Hutchinson, despite a down start to his current season, has been one of the AHL’s best goaltenders over the course of his up-and-down career. His 0.920 career save percentage in the league is 7th highest among goalies to play 100+ games in the Cap Era, and his 0.935 last season was second-best in the league (Sparks, coincidentally, sits atop the leaderboard in both stats). The 0.906 SV% he’s posted in eight games with Springfield this season is his worst since his rookie season, but even if he doesn’t trend back upward, that number is still above AHL league average and would have netted the Marlies 25 fewer goals against so far this year.

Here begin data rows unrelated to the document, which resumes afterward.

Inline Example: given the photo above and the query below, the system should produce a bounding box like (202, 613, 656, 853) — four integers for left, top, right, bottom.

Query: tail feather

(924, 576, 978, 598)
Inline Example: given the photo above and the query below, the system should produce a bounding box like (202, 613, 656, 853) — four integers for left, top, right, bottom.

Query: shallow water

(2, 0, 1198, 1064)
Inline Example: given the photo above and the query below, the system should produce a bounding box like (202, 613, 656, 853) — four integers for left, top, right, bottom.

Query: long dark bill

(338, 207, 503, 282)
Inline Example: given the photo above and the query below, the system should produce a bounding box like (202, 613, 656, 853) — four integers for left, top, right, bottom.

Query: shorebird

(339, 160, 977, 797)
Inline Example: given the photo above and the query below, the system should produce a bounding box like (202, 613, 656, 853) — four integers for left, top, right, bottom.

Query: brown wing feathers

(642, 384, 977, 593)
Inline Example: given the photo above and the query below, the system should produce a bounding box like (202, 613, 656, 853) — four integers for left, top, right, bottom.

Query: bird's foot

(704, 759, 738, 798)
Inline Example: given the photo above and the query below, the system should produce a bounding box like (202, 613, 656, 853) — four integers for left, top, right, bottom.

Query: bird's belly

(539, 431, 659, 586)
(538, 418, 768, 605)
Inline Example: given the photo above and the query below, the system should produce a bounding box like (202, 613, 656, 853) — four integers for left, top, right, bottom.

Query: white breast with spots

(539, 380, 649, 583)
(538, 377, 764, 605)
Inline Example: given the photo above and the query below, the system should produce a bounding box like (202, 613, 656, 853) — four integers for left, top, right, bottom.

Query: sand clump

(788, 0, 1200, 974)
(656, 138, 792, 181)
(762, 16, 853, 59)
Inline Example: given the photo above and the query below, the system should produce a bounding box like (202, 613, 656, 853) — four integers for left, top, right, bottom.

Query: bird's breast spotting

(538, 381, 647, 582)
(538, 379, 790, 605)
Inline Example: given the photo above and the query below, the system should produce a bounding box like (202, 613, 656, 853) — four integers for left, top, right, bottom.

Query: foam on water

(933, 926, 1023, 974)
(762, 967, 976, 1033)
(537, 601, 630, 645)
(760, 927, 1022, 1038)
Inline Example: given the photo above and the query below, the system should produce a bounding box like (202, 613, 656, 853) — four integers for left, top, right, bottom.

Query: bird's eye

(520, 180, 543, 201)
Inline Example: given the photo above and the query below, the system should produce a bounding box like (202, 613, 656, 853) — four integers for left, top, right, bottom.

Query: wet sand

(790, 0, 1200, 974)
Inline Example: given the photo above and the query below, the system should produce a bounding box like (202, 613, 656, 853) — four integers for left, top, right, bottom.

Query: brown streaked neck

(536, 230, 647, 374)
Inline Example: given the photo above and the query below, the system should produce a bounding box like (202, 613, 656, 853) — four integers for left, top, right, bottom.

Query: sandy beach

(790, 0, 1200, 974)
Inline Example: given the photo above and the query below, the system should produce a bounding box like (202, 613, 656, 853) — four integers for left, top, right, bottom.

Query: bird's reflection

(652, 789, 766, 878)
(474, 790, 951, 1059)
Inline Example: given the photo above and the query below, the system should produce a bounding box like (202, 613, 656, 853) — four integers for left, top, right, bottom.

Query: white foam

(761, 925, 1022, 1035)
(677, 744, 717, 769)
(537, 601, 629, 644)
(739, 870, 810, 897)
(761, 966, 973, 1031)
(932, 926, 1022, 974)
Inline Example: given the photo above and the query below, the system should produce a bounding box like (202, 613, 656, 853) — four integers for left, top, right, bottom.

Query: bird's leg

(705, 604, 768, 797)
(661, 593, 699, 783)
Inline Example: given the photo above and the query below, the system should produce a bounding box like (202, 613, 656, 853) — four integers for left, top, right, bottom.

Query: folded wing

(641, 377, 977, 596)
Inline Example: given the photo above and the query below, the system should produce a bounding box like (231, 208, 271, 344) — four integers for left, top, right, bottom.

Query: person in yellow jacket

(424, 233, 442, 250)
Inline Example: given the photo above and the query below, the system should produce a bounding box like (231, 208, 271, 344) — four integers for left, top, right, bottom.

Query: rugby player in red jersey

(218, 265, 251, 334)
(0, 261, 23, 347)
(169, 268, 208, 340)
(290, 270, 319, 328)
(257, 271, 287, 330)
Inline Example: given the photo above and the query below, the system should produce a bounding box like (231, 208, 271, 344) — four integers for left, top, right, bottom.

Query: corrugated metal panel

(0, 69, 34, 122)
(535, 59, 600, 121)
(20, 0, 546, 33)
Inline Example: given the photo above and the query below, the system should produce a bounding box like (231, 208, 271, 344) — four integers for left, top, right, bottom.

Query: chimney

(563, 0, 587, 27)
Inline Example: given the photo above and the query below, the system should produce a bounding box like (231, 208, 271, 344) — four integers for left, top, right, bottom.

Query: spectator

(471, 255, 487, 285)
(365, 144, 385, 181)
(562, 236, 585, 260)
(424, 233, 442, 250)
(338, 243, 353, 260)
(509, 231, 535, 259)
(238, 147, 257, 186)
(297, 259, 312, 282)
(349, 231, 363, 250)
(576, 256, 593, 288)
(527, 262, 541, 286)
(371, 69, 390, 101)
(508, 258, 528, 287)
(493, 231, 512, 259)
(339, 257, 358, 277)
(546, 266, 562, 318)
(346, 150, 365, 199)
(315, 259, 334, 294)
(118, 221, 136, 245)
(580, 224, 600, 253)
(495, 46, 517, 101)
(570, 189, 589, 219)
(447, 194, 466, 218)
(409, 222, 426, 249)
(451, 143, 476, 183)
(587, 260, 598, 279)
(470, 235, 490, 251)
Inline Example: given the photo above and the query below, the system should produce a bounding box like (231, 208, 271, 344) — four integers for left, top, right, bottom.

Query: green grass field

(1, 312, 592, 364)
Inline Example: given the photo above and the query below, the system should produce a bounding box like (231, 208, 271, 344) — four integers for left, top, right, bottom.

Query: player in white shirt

The one knock on an acquisition like this is the idea of giving up an asset for a 28-year-old AHL goaltender, with whom you likely see no opportunity for in the NHL outside of an emergency scenario (like Kaskisuo tonight). That’s not unfair, and I think that plays a big part in why it took so long to make this move; Toronto would have definitely preferred to re-claim McElhinney or Calvin Pickard off waivers on their second laps, but with the former establishing himself in Carolina and the latter being picked off by Arizona a few weeks ago, that dream had died.
Would it have been worth it just to hold steady? I don’t think so – there is a value in having your team’s AHL season last longer that goes beyond just “winning pedigree” and whatever other cliches might get spit out. Longer runs mean more game, more touches, more gym days, and more practices. It’s more opportunity to work with your amateur prospects when their season ends and they join the farm team. If you’re an organization that has a well-structured, comprehensive development program like Toronto’s, you’d probably prefer your players to stay involved in it for as long as possible.
Hutchinson should give them sufficient enough goaltending to turn some of these games back into wins and get the Marlies back into the playoff picture. Who know’s if that’s worth a fifth-round pick, but it’s probably worth something.